Best way to take AWS Aurora MySQL backups using Xtrabackup for > 10TB large databases?

So I plan to take backups of Aurora RDS cluster of the size ~20TB, definitely mysqldump (being single core) falls pretty short on speed for such large databases. Whats the best practice to take backups of Aurora RDS MySQL clusters of large size ?
Migration is certainly not my priority( so probably wont need to tweak binary log replication) but only backup of Aurora MySQL cluster using Xtrabackup.

Also if you have tried the backup(Aurora MySQL) and restore(vanilla MySQL) operations on large clusters and could share your experience around best practices and pitfalls to consider, would appreciate that.

Hello @data_freak,

You cannot use Xtrabackup in RDS since you do not have direct access to the disk subsystem.

You need to use mydumper. Here is a real-world example that I used just 2 weeks ago with a customer migrating 4.5TB out of RDS back to EC2. It took about 28 hours to complete the dump.

mydumper -c --regex '^(?!(mysql\.|sys\.))' --rows 1000:10000:0 -t 16 \
-h read-replica.blahblah.eu-west-1.rds.amazonaws.com -u dbadmin \
-p 'dbpass' -G -R -E --hex-blob -a -v 4 -o /mnt/sqldump \
-L ~/dbprod_20230724.log -s 2000000

16 parallel threads. The regex is an inverse match that says NOT to dump any mysql.* or sys.* tables.

You can then load into another MySQL using myloader.

1 Like

Thanks @matthewb , a few more trailing questions:
1 . I see dump was taken from one of the read-replicas, were writes on this DB cluster (coming via writer node) stopped during the dump?
I saw RollbackhistorySegmentHistoryListLength increasing heavily on the writer instance during the dump in one of the experiments (I was taking dump using mysqldump with --single-transaction).

  1. Whats the recommended approach for mydumper (shall the writes during dump time need to be stopped) or “–no-locks” works seamlessly from any active readers ?

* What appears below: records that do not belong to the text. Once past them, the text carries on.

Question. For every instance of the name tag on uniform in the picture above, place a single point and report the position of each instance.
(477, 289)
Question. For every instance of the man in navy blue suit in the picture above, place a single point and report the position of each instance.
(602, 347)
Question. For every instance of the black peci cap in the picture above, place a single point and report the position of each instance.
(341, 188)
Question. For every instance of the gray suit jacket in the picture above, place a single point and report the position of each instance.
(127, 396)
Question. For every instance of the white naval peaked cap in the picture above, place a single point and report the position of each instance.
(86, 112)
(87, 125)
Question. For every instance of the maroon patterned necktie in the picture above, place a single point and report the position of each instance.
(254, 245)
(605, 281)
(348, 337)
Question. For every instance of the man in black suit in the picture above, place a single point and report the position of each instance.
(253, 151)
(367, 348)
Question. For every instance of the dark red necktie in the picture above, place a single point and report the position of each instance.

Thanks again for sharing the recent experience, definitely helps.

Hey @data_freak,
#1. Yes, writes must be manually stopped. RDS does not allow you to use the standard DBA tools to get around this. You must stop replication for the duration of the dump to ensure a transactionally consistent dump.

Most likely because mysqldump was using FLUSH TABLES WITH READ LOCK for the duration.

#2 On a standard MySQL server, mydumper would be able to sync it’s own threads using a combination of FTWRL, LOCK TABLES FOR BACKUP, etc, all without needing to halt writes. But RDS doesn’t allow the use of these features, so the only way to get a trx consistent dump in RDS is to create a replica then halt replication to stop writes.

1 Like

Thanks again Matthew, for sharing the knowledge. A few followup questions-

“a customer migrating 4.5TB out of RDS back to EC2. It took about 28 hours to complete the dump”

Was it RDS aurora mysql or RDS mysql ?

so the only way to get a trx consistent dump in RDS is to create a replica then halt replication to stop writes.

Yes, I’ve experienced that in Aurora even the master user could not acquire the global lock, so the snapshot will not be consistent (its logged as errors in mydumper).

If you had used Aurora for the aforementioned customer case could you please share the steps you had followed to break replication(there are a few suggestions over the web but since you have done it recently, a good idea to learn from you)?

  1. Create a new replica
  2. Halt replication (steps or any specific privileges for dump user ?)
  3. Execute dump from replica
  4. Destroy the replica or enable replication

@data_freak,
The customer in question was actually using RDS MariaDB. Your steps 1-4 are correct. mydumper was executed using the “admin” account that you create when you launch the RDS.